Distributors show off creativity

A total of 21 packages in seven categories were honored with awards in the annual NACD competition. Winners in the food category are products of precise engineering.

Pw 17345 Nacd1

Applied technology, engineered designs, and graphic capabilities all played key roles in the 2001 competition of the National Assn. of Container Distributors. Awards were presented in Alaska in mid-May at the annual meeting. (The Best of Show award for Richards Packaging and Diamond Magic is described more fully in the Analyst column p. 72.)
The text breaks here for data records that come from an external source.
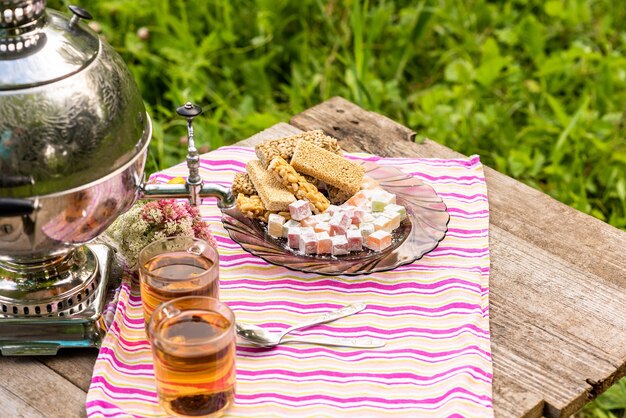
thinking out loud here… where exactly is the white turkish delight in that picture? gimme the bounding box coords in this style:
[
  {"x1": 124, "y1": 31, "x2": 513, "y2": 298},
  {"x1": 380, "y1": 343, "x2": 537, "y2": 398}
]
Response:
[
  {"x1": 384, "y1": 203, "x2": 407, "y2": 221},
  {"x1": 381, "y1": 211, "x2": 401, "y2": 231},
  {"x1": 373, "y1": 215, "x2": 394, "y2": 233},
  {"x1": 363, "y1": 212, "x2": 375, "y2": 223},
  {"x1": 282, "y1": 219, "x2": 300, "y2": 238},
  {"x1": 289, "y1": 199, "x2": 312, "y2": 221},
  {"x1": 267, "y1": 213, "x2": 286, "y2": 238},
  {"x1": 359, "y1": 222, "x2": 375, "y2": 238}
]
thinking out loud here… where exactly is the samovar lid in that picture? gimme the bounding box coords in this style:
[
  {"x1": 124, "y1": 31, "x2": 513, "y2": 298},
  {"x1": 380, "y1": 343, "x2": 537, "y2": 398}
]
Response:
[
  {"x1": 0, "y1": 0, "x2": 151, "y2": 198},
  {"x1": 0, "y1": 1, "x2": 98, "y2": 89}
]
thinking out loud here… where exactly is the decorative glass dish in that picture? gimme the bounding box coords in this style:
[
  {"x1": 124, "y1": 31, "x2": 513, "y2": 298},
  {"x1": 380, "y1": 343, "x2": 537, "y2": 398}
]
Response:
[{"x1": 221, "y1": 161, "x2": 450, "y2": 276}]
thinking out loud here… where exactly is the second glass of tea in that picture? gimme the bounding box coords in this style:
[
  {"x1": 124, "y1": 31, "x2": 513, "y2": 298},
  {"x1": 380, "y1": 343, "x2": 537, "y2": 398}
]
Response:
[
  {"x1": 139, "y1": 236, "x2": 219, "y2": 323},
  {"x1": 148, "y1": 296, "x2": 236, "y2": 417}
]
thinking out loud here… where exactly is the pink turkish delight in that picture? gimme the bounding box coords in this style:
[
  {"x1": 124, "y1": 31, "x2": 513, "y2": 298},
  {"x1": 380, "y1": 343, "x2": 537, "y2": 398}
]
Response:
[
  {"x1": 300, "y1": 217, "x2": 318, "y2": 228},
  {"x1": 314, "y1": 222, "x2": 330, "y2": 234},
  {"x1": 351, "y1": 208, "x2": 365, "y2": 225},
  {"x1": 326, "y1": 205, "x2": 342, "y2": 215},
  {"x1": 346, "y1": 229, "x2": 363, "y2": 251},
  {"x1": 316, "y1": 232, "x2": 332, "y2": 254},
  {"x1": 346, "y1": 191, "x2": 369, "y2": 207},
  {"x1": 365, "y1": 230, "x2": 392, "y2": 252},
  {"x1": 289, "y1": 199, "x2": 312, "y2": 221},
  {"x1": 299, "y1": 230, "x2": 318, "y2": 255},
  {"x1": 331, "y1": 235, "x2": 349, "y2": 256},
  {"x1": 329, "y1": 211, "x2": 350, "y2": 236},
  {"x1": 287, "y1": 226, "x2": 301, "y2": 248}
]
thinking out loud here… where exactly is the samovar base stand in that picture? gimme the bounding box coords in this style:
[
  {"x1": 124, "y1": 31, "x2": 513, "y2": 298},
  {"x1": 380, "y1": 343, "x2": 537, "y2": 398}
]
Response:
[{"x1": 0, "y1": 244, "x2": 118, "y2": 355}]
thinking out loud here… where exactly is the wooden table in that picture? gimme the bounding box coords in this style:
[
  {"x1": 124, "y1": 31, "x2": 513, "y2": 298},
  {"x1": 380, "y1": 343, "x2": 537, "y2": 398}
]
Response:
[{"x1": 3, "y1": 97, "x2": 626, "y2": 418}]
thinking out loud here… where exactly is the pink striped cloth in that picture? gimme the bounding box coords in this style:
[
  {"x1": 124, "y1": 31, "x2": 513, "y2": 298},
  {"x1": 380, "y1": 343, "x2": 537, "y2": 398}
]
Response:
[{"x1": 86, "y1": 146, "x2": 493, "y2": 417}]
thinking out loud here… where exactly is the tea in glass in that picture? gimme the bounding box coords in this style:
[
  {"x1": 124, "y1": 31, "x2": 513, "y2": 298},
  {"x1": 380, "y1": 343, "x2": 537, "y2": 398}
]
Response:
[
  {"x1": 139, "y1": 236, "x2": 219, "y2": 323},
  {"x1": 148, "y1": 296, "x2": 236, "y2": 417}
]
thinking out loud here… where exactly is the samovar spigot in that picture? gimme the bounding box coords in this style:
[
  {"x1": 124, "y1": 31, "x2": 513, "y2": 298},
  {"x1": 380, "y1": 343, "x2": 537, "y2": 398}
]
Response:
[{"x1": 139, "y1": 102, "x2": 235, "y2": 209}]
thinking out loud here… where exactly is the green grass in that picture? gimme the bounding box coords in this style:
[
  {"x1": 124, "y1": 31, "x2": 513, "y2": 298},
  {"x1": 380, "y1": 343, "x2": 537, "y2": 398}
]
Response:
[{"x1": 48, "y1": 0, "x2": 626, "y2": 415}]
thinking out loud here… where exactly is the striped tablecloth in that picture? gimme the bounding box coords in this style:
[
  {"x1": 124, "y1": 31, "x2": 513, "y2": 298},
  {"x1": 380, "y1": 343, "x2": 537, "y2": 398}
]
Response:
[{"x1": 86, "y1": 146, "x2": 493, "y2": 417}]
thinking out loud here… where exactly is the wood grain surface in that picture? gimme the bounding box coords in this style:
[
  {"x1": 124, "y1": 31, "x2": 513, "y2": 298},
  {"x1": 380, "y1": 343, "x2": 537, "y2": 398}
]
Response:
[{"x1": 2, "y1": 97, "x2": 626, "y2": 418}]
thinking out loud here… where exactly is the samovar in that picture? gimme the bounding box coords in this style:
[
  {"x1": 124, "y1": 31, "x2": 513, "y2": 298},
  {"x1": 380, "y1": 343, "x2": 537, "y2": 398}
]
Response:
[{"x1": 0, "y1": 0, "x2": 234, "y2": 355}]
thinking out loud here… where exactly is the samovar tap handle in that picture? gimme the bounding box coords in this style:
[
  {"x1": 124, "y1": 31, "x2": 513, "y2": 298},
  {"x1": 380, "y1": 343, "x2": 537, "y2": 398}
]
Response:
[{"x1": 176, "y1": 102, "x2": 204, "y2": 206}]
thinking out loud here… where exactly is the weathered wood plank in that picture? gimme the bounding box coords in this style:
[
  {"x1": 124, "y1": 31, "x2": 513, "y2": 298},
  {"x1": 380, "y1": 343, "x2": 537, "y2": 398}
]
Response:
[
  {"x1": 236, "y1": 122, "x2": 302, "y2": 148},
  {"x1": 37, "y1": 349, "x2": 98, "y2": 392},
  {"x1": 0, "y1": 385, "x2": 45, "y2": 418},
  {"x1": 0, "y1": 357, "x2": 87, "y2": 418},
  {"x1": 491, "y1": 373, "x2": 544, "y2": 418},
  {"x1": 290, "y1": 97, "x2": 626, "y2": 417}
]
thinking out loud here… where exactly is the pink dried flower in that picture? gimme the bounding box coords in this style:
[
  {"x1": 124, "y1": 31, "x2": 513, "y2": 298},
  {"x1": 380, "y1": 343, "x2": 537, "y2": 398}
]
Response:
[{"x1": 105, "y1": 198, "x2": 216, "y2": 269}]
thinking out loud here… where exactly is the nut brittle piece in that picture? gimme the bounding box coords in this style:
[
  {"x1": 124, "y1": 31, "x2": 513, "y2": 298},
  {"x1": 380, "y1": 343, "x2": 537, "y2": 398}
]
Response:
[
  {"x1": 255, "y1": 130, "x2": 342, "y2": 167},
  {"x1": 291, "y1": 140, "x2": 365, "y2": 196},
  {"x1": 236, "y1": 193, "x2": 266, "y2": 219},
  {"x1": 267, "y1": 156, "x2": 330, "y2": 214},
  {"x1": 247, "y1": 160, "x2": 296, "y2": 211},
  {"x1": 236, "y1": 193, "x2": 291, "y2": 222},
  {"x1": 232, "y1": 172, "x2": 256, "y2": 196}
]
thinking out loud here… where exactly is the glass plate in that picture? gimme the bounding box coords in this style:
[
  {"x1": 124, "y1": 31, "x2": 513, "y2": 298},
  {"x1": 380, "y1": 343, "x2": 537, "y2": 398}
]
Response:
[{"x1": 221, "y1": 161, "x2": 449, "y2": 276}]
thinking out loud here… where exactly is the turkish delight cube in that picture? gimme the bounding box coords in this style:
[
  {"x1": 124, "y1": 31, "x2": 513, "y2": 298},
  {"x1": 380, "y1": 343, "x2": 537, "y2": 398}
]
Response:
[
  {"x1": 289, "y1": 199, "x2": 312, "y2": 221},
  {"x1": 359, "y1": 222, "x2": 375, "y2": 238},
  {"x1": 384, "y1": 203, "x2": 407, "y2": 221},
  {"x1": 365, "y1": 230, "x2": 392, "y2": 252},
  {"x1": 282, "y1": 219, "x2": 300, "y2": 238},
  {"x1": 345, "y1": 190, "x2": 369, "y2": 207},
  {"x1": 316, "y1": 232, "x2": 332, "y2": 254},
  {"x1": 313, "y1": 212, "x2": 331, "y2": 222},
  {"x1": 351, "y1": 207, "x2": 365, "y2": 225},
  {"x1": 331, "y1": 235, "x2": 349, "y2": 256},
  {"x1": 314, "y1": 222, "x2": 330, "y2": 234},
  {"x1": 346, "y1": 229, "x2": 363, "y2": 252},
  {"x1": 299, "y1": 230, "x2": 318, "y2": 255},
  {"x1": 363, "y1": 212, "x2": 375, "y2": 223},
  {"x1": 371, "y1": 190, "x2": 396, "y2": 212},
  {"x1": 361, "y1": 177, "x2": 379, "y2": 190},
  {"x1": 329, "y1": 211, "x2": 350, "y2": 236},
  {"x1": 326, "y1": 205, "x2": 342, "y2": 215},
  {"x1": 267, "y1": 213, "x2": 286, "y2": 238},
  {"x1": 300, "y1": 216, "x2": 318, "y2": 228},
  {"x1": 287, "y1": 226, "x2": 301, "y2": 248},
  {"x1": 381, "y1": 211, "x2": 401, "y2": 231},
  {"x1": 373, "y1": 215, "x2": 394, "y2": 233}
]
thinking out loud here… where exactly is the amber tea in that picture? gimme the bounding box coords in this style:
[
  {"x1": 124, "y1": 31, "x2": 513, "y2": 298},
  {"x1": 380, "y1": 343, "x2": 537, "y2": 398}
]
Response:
[
  {"x1": 139, "y1": 237, "x2": 219, "y2": 323},
  {"x1": 148, "y1": 297, "x2": 236, "y2": 417}
]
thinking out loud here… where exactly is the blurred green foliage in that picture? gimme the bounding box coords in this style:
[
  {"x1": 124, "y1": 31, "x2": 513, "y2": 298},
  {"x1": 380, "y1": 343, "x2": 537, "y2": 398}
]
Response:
[{"x1": 46, "y1": 0, "x2": 626, "y2": 413}]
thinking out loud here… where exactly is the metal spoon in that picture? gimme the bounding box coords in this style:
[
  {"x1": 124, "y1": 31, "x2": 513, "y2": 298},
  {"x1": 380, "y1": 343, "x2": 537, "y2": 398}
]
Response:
[{"x1": 236, "y1": 303, "x2": 385, "y2": 348}]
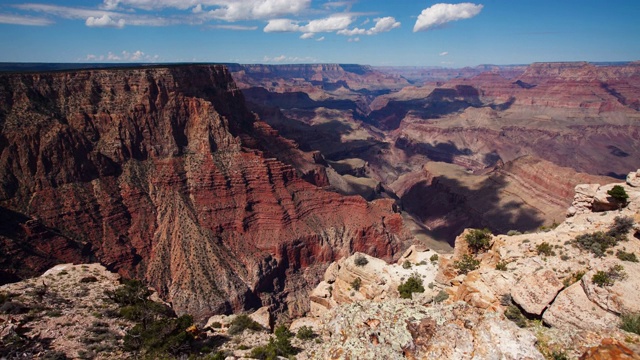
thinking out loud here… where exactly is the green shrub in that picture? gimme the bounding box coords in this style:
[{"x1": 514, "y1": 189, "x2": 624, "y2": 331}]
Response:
[
  {"x1": 402, "y1": 260, "x2": 412, "y2": 269},
  {"x1": 551, "y1": 351, "x2": 569, "y2": 360},
  {"x1": 430, "y1": 254, "x2": 439, "y2": 262},
  {"x1": 617, "y1": 250, "x2": 639, "y2": 262},
  {"x1": 79, "y1": 276, "x2": 98, "y2": 283},
  {"x1": 620, "y1": 313, "x2": 640, "y2": 335},
  {"x1": 607, "y1": 185, "x2": 629, "y2": 203},
  {"x1": 250, "y1": 325, "x2": 295, "y2": 360},
  {"x1": 454, "y1": 254, "x2": 480, "y2": 274},
  {"x1": 433, "y1": 290, "x2": 449, "y2": 304},
  {"x1": 465, "y1": 228, "x2": 492, "y2": 253},
  {"x1": 563, "y1": 270, "x2": 585, "y2": 288},
  {"x1": 536, "y1": 242, "x2": 555, "y2": 256},
  {"x1": 495, "y1": 261, "x2": 508, "y2": 271},
  {"x1": 123, "y1": 315, "x2": 194, "y2": 356},
  {"x1": 296, "y1": 326, "x2": 315, "y2": 340},
  {"x1": 607, "y1": 216, "x2": 634, "y2": 239},
  {"x1": 507, "y1": 230, "x2": 522, "y2": 236},
  {"x1": 354, "y1": 256, "x2": 369, "y2": 267},
  {"x1": 592, "y1": 264, "x2": 626, "y2": 288},
  {"x1": 227, "y1": 314, "x2": 263, "y2": 335},
  {"x1": 504, "y1": 305, "x2": 527, "y2": 328},
  {"x1": 350, "y1": 277, "x2": 362, "y2": 291},
  {"x1": 398, "y1": 274, "x2": 425, "y2": 299}
]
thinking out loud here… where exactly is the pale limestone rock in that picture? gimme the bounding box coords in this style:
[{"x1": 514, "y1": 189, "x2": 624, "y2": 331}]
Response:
[
  {"x1": 249, "y1": 306, "x2": 271, "y2": 330},
  {"x1": 583, "y1": 262, "x2": 640, "y2": 315},
  {"x1": 423, "y1": 322, "x2": 475, "y2": 359},
  {"x1": 594, "y1": 184, "x2": 629, "y2": 211},
  {"x1": 627, "y1": 170, "x2": 640, "y2": 187},
  {"x1": 543, "y1": 283, "x2": 618, "y2": 330},
  {"x1": 511, "y1": 270, "x2": 564, "y2": 315},
  {"x1": 397, "y1": 244, "x2": 429, "y2": 264},
  {"x1": 289, "y1": 317, "x2": 321, "y2": 332},
  {"x1": 471, "y1": 313, "x2": 545, "y2": 360},
  {"x1": 324, "y1": 260, "x2": 342, "y2": 283}
]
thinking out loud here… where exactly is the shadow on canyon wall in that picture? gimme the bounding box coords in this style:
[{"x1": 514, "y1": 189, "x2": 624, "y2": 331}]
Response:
[{"x1": 400, "y1": 173, "x2": 544, "y2": 245}]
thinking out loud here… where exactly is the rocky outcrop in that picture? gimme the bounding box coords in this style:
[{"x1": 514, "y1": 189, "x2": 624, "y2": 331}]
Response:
[
  {"x1": 511, "y1": 270, "x2": 563, "y2": 315},
  {"x1": 0, "y1": 65, "x2": 408, "y2": 321},
  {"x1": 579, "y1": 338, "x2": 640, "y2": 360}
]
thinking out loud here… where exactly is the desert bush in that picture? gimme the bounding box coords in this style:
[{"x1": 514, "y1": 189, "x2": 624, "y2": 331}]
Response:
[
  {"x1": 617, "y1": 250, "x2": 639, "y2": 262},
  {"x1": 592, "y1": 264, "x2": 626, "y2": 287},
  {"x1": 620, "y1": 313, "x2": 640, "y2": 335},
  {"x1": 354, "y1": 255, "x2": 369, "y2": 267},
  {"x1": 454, "y1": 254, "x2": 480, "y2": 274},
  {"x1": 607, "y1": 185, "x2": 629, "y2": 203},
  {"x1": 465, "y1": 228, "x2": 492, "y2": 253},
  {"x1": 402, "y1": 260, "x2": 412, "y2": 269},
  {"x1": 79, "y1": 276, "x2": 98, "y2": 283},
  {"x1": 296, "y1": 326, "x2": 315, "y2": 340},
  {"x1": 504, "y1": 305, "x2": 527, "y2": 328},
  {"x1": 124, "y1": 315, "x2": 194, "y2": 355},
  {"x1": 495, "y1": 261, "x2": 508, "y2": 271},
  {"x1": 350, "y1": 277, "x2": 362, "y2": 291},
  {"x1": 250, "y1": 324, "x2": 295, "y2": 360},
  {"x1": 551, "y1": 351, "x2": 569, "y2": 360},
  {"x1": 227, "y1": 315, "x2": 263, "y2": 335},
  {"x1": 433, "y1": 290, "x2": 449, "y2": 304},
  {"x1": 507, "y1": 230, "x2": 522, "y2": 236},
  {"x1": 430, "y1": 254, "x2": 439, "y2": 262},
  {"x1": 398, "y1": 274, "x2": 425, "y2": 299},
  {"x1": 209, "y1": 321, "x2": 222, "y2": 329},
  {"x1": 607, "y1": 216, "x2": 634, "y2": 239},
  {"x1": 562, "y1": 270, "x2": 585, "y2": 288},
  {"x1": 536, "y1": 242, "x2": 555, "y2": 256}
]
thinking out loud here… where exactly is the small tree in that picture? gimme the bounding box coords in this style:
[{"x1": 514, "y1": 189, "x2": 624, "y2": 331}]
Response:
[
  {"x1": 454, "y1": 254, "x2": 480, "y2": 274},
  {"x1": 465, "y1": 229, "x2": 492, "y2": 253},
  {"x1": 607, "y1": 185, "x2": 629, "y2": 203},
  {"x1": 354, "y1": 255, "x2": 369, "y2": 267}
]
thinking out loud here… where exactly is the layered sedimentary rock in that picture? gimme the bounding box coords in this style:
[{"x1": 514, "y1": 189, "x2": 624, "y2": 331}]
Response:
[{"x1": 0, "y1": 65, "x2": 408, "y2": 320}]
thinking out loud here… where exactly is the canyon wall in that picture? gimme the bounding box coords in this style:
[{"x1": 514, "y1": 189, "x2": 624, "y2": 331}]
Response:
[{"x1": 0, "y1": 65, "x2": 408, "y2": 320}]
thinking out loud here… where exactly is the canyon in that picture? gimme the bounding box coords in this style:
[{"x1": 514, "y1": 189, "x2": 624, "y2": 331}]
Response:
[{"x1": 0, "y1": 65, "x2": 408, "y2": 321}]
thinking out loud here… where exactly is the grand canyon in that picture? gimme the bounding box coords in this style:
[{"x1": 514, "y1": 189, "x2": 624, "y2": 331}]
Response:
[{"x1": 1, "y1": 60, "x2": 640, "y2": 359}]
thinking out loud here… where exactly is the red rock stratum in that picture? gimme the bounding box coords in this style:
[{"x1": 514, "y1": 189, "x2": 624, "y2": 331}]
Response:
[{"x1": 0, "y1": 65, "x2": 407, "y2": 321}]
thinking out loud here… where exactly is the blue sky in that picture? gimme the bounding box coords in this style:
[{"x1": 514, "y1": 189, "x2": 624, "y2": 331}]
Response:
[{"x1": 0, "y1": 0, "x2": 639, "y2": 66}]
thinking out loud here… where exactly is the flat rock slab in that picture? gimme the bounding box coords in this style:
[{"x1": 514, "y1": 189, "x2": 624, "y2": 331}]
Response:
[
  {"x1": 583, "y1": 262, "x2": 640, "y2": 315},
  {"x1": 543, "y1": 283, "x2": 618, "y2": 331},
  {"x1": 511, "y1": 270, "x2": 563, "y2": 315}
]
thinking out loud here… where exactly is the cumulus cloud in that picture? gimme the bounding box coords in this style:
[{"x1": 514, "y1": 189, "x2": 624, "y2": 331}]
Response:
[
  {"x1": 439, "y1": 51, "x2": 448, "y2": 56},
  {"x1": 0, "y1": 13, "x2": 53, "y2": 26},
  {"x1": 413, "y1": 3, "x2": 483, "y2": 32},
  {"x1": 264, "y1": 15, "x2": 352, "y2": 34},
  {"x1": 300, "y1": 32, "x2": 314, "y2": 39},
  {"x1": 86, "y1": 14, "x2": 125, "y2": 28},
  {"x1": 337, "y1": 16, "x2": 399, "y2": 36}
]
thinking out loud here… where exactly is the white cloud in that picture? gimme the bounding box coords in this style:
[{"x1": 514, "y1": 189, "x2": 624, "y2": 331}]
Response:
[
  {"x1": 264, "y1": 18, "x2": 300, "y2": 32},
  {"x1": 300, "y1": 32, "x2": 314, "y2": 39},
  {"x1": 439, "y1": 51, "x2": 449, "y2": 56},
  {"x1": 207, "y1": 24, "x2": 258, "y2": 30},
  {"x1": 262, "y1": 54, "x2": 317, "y2": 63},
  {"x1": 16, "y1": 3, "x2": 174, "y2": 26},
  {"x1": 86, "y1": 50, "x2": 159, "y2": 62},
  {"x1": 264, "y1": 14, "x2": 352, "y2": 34},
  {"x1": 86, "y1": 14, "x2": 125, "y2": 28},
  {"x1": 316, "y1": 36, "x2": 325, "y2": 41},
  {"x1": 101, "y1": 0, "x2": 310, "y2": 21},
  {"x1": 0, "y1": 13, "x2": 53, "y2": 26},
  {"x1": 347, "y1": 37, "x2": 359, "y2": 42},
  {"x1": 413, "y1": 3, "x2": 483, "y2": 32},
  {"x1": 337, "y1": 16, "x2": 399, "y2": 36}
]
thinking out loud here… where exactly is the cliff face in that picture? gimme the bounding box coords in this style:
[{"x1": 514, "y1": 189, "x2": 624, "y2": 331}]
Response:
[{"x1": 0, "y1": 65, "x2": 407, "y2": 320}]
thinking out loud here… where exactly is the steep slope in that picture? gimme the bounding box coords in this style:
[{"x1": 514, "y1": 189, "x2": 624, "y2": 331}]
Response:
[{"x1": 0, "y1": 65, "x2": 408, "y2": 321}]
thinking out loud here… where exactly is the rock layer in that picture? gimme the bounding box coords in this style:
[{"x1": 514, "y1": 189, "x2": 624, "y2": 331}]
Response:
[{"x1": 0, "y1": 65, "x2": 408, "y2": 320}]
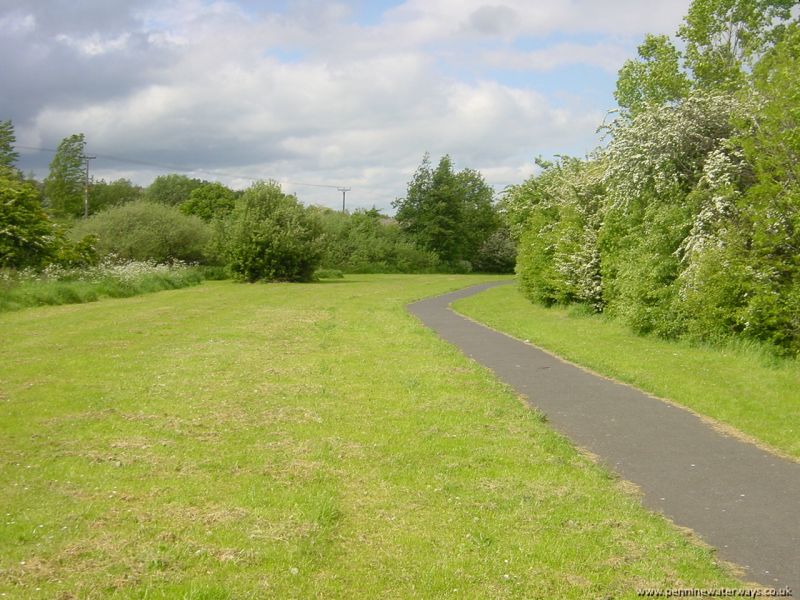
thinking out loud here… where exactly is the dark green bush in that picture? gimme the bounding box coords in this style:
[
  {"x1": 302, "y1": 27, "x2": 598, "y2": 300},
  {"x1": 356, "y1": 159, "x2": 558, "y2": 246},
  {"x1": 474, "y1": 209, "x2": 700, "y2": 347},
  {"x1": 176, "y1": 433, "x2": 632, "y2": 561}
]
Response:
[
  {"x1": 222, "y1": 181, "x2": 322, "y2": 282},
  {"x1": 473, "y1": 228, "x2": 516, "y2": 273}
]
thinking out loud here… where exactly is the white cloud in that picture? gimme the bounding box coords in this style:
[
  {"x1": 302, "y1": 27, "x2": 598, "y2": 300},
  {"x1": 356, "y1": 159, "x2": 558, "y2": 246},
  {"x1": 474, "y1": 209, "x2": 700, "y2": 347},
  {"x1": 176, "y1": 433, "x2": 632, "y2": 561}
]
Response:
[
  {"x1": 484, "y1": 42, "x2": 630, "y2": 73},
  {"x1": 54, "y1": 32, "x2": 132, "y2": 56},
  {"x1": 4, "y1": 0, "x2": 691, "y2": 211}
]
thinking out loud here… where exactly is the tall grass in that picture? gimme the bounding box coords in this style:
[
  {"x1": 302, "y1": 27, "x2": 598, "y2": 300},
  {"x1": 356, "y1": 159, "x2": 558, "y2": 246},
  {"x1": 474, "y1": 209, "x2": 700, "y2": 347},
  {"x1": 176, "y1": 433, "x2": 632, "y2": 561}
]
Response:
[{"x1": 0, "y1": 258, "x2": 204, "y2": 312}]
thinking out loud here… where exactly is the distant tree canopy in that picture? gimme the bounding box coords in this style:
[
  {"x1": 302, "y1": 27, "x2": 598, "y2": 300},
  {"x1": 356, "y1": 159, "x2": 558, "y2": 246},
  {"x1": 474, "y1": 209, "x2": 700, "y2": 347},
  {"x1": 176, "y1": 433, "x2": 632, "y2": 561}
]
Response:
[
  {"x1": 144, "y1": 174, "x2": 204, "y2": 206},
  {"x1": 89, "y1": 178, "x2": 143, "y2": 214},
  {"x1": 2, "y1": 130, "x2": 513, "y2": 276},
  {"x1": 315, "y1": 207, "x2": 440, "y2": 273},
  {"x1": 509, "y1": 0, "x2": 800, "y2": 355},
  {"x1": 392, "y1": 154, "x2": 499, "y2": 269},
  {"x1": 181, "y1": 181, "x2": 237, "y2": 221}
]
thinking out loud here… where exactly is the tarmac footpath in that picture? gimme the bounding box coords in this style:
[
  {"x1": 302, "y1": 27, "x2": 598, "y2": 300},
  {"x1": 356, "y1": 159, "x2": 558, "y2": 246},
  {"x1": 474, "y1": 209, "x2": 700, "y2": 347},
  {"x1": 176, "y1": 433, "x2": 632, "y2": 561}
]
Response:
[{"x1": 408, "y1": 281, "x2": 800, "y2": 592}]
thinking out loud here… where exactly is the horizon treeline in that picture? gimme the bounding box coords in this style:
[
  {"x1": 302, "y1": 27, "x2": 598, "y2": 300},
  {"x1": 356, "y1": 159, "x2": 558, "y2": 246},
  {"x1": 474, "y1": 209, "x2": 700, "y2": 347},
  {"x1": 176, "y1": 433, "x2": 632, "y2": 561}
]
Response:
[{"x1": 0, "y1": 128, "x2": 515, "y2": 277}]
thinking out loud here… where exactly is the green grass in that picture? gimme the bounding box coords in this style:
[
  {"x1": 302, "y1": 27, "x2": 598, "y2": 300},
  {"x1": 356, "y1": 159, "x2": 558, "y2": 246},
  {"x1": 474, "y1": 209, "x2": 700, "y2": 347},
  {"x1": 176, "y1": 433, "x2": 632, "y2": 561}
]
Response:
[
  {"x1": 453, "y1": 283, "x2": 800, "y2": 460},
  {"x1": 0, "y1": 275, "x2": 746, "y2": 598}
]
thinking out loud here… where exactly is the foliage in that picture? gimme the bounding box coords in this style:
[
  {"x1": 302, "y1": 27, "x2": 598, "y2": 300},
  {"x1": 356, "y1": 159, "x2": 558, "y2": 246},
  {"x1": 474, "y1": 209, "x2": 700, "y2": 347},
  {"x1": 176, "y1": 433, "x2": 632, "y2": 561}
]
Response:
[
  {"x1": 222, "y1": 180, "x2": 322, "y2": 282},
  {"x1": 88, "y1": 178, "x2": 143, "y2": 214},
  {"x1": 393, "y1": 154, "x2": 497, "y2": 267},
  {"x1": 52, "y1": 233, "x2": 100, "y2": 268},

Winning the gold award in the food category was a 16-oz bottle of polyethylene terephthalate for Ott’s Original Famous Dressing. Sourced through Ryco Packaging (Omaha, NE), the bottle, which replaces a glass predecessor, was engineered with the help of blow molder Grafco (Hanover, MD). What makes the container unusual is that, even though it’s filled at a relatively high temperature, it’s not a product of heat-set technology. Instead it’s a “beefed-up” 42-g container engineered to help withstand the pressures of warm filling. Strategic ribbing at the bottom combines with liquid nitrogen dosing to prevent paneling when the product cools and internal pressure builds, says Mark Davis of Ryco.

Ryco has had several years experience designing and providing plastic bottles for warm filling assisted by nitrogen, which dramatically expands to keep the container rigid from filling all the way through cooling. Ryco account manager Don Becker credits Grafco with strong engineering assistance for this design.

The bottle’s goal was to resemble the previous glass bottle, although Ott’s installed a completely new filling line to accommodate the container and nitrogen dosing. “We’re not a large-volume company, and all our products, both retail and foodservice, had been packaged on the same line before,” says Dennis Gallemore, Ott’s plant manager. “It was out of date and we couldn’t convert it over to the retail plastic bottles very effectively. So we installed two new lines, one for retail, one for foodservice.”

Ott’s products undergo a pasteurization step prior to the packaging line, Gallemore says. The products are filled at about 120°F, which he says is about 10°F below the maximum the polyester bottle can handle. He says the company hadn’t had much problem with glass breakage, but it does eliminate a safety concern on the packaging line. Plus, Gallemore says that Ott’s sees a considerable savings in outbound freight costs due to lighter cases.

PET for honey

A similar conversion to PET was made by T. W. Burleson, Waxahachie, TX, when it worked with Berlin Packaging (Chicago, IL) and Parker Plastics (Pleasant Prairie, WI) on a new line of four bottle sizes (8, 12, 24 and 40 oz) for its clover honey. The containers won the bronze award. Previous bottles were molded from polypropylene. So the principal gain was to achieve glass-like clarity.